Bir kere hiç oturmaz, yerinde durmaz. Yerinde dursa da ayakta durur, ama oturmaz.
“Bu ne?” diye soru sorar.
Hemen hemen her kelimeyi söyler. 2-3-4 kelimeli cümleler kurar (Anne bak sarı tatti).
İlk argo deyimini kullanır: Caart, kaba kaat:)
Babaya daha bir düşer. Kimi zaman akşamları eve giderken, merdivenleri çıkarken anne’den önce baba diye seslenir.
Geceleri daha az uyanır, bazen uyanmaz, sabaha karşı uyanır.
Çok deli yatar. Düz yatırırsın, paralel yatmış, üzerini tamamen açmış bulursun Duru’yu.
Parkta kaydırağa, sen bilemedin 30 ben bilemedim 40 kez çıkar, kayar, tekrar çıkar. Dur durak bilmez.
Merdivensiz kayağa emekleyerek çıkar (baba arkadan destekler), oturur, kayar.
Elektronikten annesinin anlamadığının bilincindedir, pili biten oyuncakları için baba’ya başvurur.
Her daim takdir bekler. Benim takdirim yetmez, tek tek, baba, anneanne diyerek onların da alkışını, övgü sözcüğünü ister.
Saat gece 10’u geçerek uyur.
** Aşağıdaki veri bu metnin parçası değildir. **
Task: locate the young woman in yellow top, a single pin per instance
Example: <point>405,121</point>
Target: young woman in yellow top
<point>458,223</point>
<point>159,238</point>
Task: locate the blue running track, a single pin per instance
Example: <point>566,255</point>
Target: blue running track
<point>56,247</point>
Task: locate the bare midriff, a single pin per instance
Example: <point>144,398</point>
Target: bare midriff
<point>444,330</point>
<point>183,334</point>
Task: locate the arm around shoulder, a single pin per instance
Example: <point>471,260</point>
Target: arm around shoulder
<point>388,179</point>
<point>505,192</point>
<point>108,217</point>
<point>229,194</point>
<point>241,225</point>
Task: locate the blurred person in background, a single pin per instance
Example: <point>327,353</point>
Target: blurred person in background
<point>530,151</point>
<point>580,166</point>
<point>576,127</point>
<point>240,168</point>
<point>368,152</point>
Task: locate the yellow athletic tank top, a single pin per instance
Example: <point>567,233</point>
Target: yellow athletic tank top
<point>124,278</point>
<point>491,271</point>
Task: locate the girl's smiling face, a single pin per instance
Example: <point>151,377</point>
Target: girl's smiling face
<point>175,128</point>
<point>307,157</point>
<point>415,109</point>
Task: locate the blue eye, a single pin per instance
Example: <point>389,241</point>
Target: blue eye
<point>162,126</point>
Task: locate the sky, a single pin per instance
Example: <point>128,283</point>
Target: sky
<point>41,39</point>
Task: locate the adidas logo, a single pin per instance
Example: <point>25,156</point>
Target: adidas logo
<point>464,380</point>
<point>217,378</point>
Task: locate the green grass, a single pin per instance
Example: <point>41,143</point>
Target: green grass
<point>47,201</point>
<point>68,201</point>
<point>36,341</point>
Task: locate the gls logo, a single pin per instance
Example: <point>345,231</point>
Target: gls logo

Önce gelmek istemez. Sonra “Ben uyumaya gidiyorum geliyor musun” deyince ben de ben de diyerek arkamdan geliverir.
Meme hâla vazgeçilmez onun için. Yemek öncesi, sonrası mutlaka ister.
Dün ilk kez “hayatım” dedi babasını taklit ederek (17 Mayıs).
Elini telefonla konuşuyor gibi yapıp Alo Ecee, Muyaat der. Özlüyor onları galiba.
Espriden çok iyi anlar ve espri yapar.
Tüm k harflerini t olarak söyler.
Sana bir tane kardeş gelsin mi sorusuna “hayıy” diyip kafasını iki yana salayarak kesin tavrını koyup cevap verir.
Zıplarken “Yıp yıp” diye zıplama efekti yapar.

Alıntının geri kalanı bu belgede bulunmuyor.